Re: Subscription tests fail under CLOBBER_CACHE_ALWAYS - Mailing list pgsql-hackers

From Amit Langote
Subject Re: Subscription tests fail under CLOBBER_CACHE_ALWAYS
Date
Msg-id CA+HiwqH+WShxk3Aeh64yYra0oSM1G8ir3B1efG-y0p-v=54Kog@mail.gmail.com
Whole thread Raw
In response to Re: Subscription tests fail under CLOBBER_CACHE_ALWAYS  (Michael Paquier <michael@paquier.xyz>)
List pgsql-hackers
On Wed, May 19, 2021 at 12:04 PM Michael Paquier <michael@paquier.xyz> wrote:
> On Tue, May 18, 2021 at 07:42:08PM -0400, Tom Lane wrote:
> > I count three distinct bugs that were exposed by this attempt:
> >
> > 1. In the part of 013_partition.pl that tests firing AFTER
> > triggers on partitioned tables, we have a case of continuing
> > to access a relcache entry that's already been closed.
> > (I'm not quite sure why prion's -DRELCACHE_FORCE_RELEASE
> > hasn't exposed this.)  It looks to me like instead we had
> > a relcache reference leak before f3b141c48, but now, the
> > only relcache reference count on a partition child table
> > is dropped by ExecCleanupTupleRouting, which logical/worker.c
> > invokes before it fires triggers on that table.  Kaboom.

Oops.

> > This might go away if worker.c weren't so creatively different
> > from the other code paths concerned with executor shutdown.
>
> The tuple routing has made the whole worker logic messier by a larger
> degree compared to when this stuff was only able to apply DMLs changes
> on the partition leaves.  I know that it is not that great to be more
> creative here, but we need to make sure that AfterTriggerEndQuery() is
> moved before ExecCleanupTupleRouting().  We could either keep the
> ExecCleanupTupleRouting() calls as they are now, and call
> AfterTriggerEndQuery() in more code paths.

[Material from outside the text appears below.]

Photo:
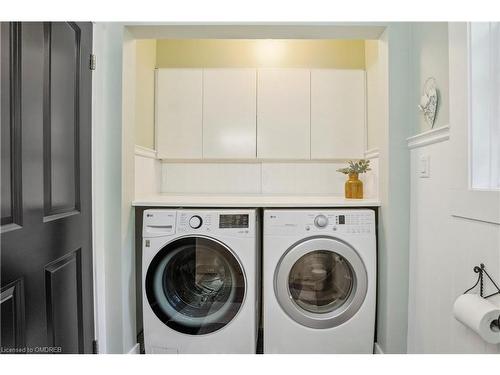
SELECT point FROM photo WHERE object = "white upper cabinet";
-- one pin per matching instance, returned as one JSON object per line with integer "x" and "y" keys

Yeah, that's what I thought to propose doing too.  Your patch looks
enough in that regard.  Thanks for writing it.

> Or we could have one
> PartitionTupleRouting and one ModifyTableState created beforehand
> in create_estate_for_relation() if applying the change on a
> partitioned table but that means manipulating more structures across
> more layers of this code.

Yeah, that seems like too much change to me too.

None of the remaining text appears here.